The Noble Path is based upon seclusion, dispassion and cessation, meaning, here and now.
Dispassion is not something that is absent or something that lies in the future to be gained. Like many teachers say, the goal is present. This is because passion and formations are something that always arises and ceases and is of an adventitous nature. One must understand this to develop correctly (AN1.51). If one takes ones situation like this that one is always passionate then, i feel, one takes a wrong start. I feel those sutta’s of AN1.51 say this.
Also about the holy life it is said:
“For, brahmin the holy life is lived with Nibbana as its ground, Nibbana s its destination, Nibbana as its final goal”(SN48.42, Bodhi)
Another way the sutta’s talk about this is that the enlightment factors, the powers, the qualities have the Deathless as its ground (see SN48, for example).
I interprete this as: they do not have a personal disposition as there ground. They are not grounded in habits. They are not grounded in reactivity, in patterns, in inclinations. They ground in the uninclined.
For example, one might have been grown up in a culture in which the belief in rebirth is very accepted, common, habit-like, or not, but that has nothing to do with the right view of the Noble Path based upon seclusion, cessation, dispassion etc. This Noble Path does not depend on cultural ideas or how one is educated or how one is raised. There is a ground that is not influenced by that.
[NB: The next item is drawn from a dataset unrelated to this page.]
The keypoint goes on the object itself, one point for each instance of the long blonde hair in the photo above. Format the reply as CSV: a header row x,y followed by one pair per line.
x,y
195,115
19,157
I feel, interpretation deviate because some feel that the goal is not present yet. Everything must be gained. They do not see or feel that the uninclined, signless, dispassion is not absent and is not something to gain but to uncover. I think that the Dhamma-eye means one sees and knows that it is not absent and not something to be gained in the future.
For me, MN117 is not some strange sutta. I feel it is in line with the rest of the sutta’s. What must be distinguised, i feel, is a path of merit which the Buddha teaches: such as developing good intentions, abandoning wrong views (materialism), etc, because those are not helpful to discover and see the Noble Path based upon dispassion and enter the stream.
It is not like the path of accumulating merit is the same as entering the stream. The stream refers to the Path that is here and now based upon dispassion, seclusion, stilled formations.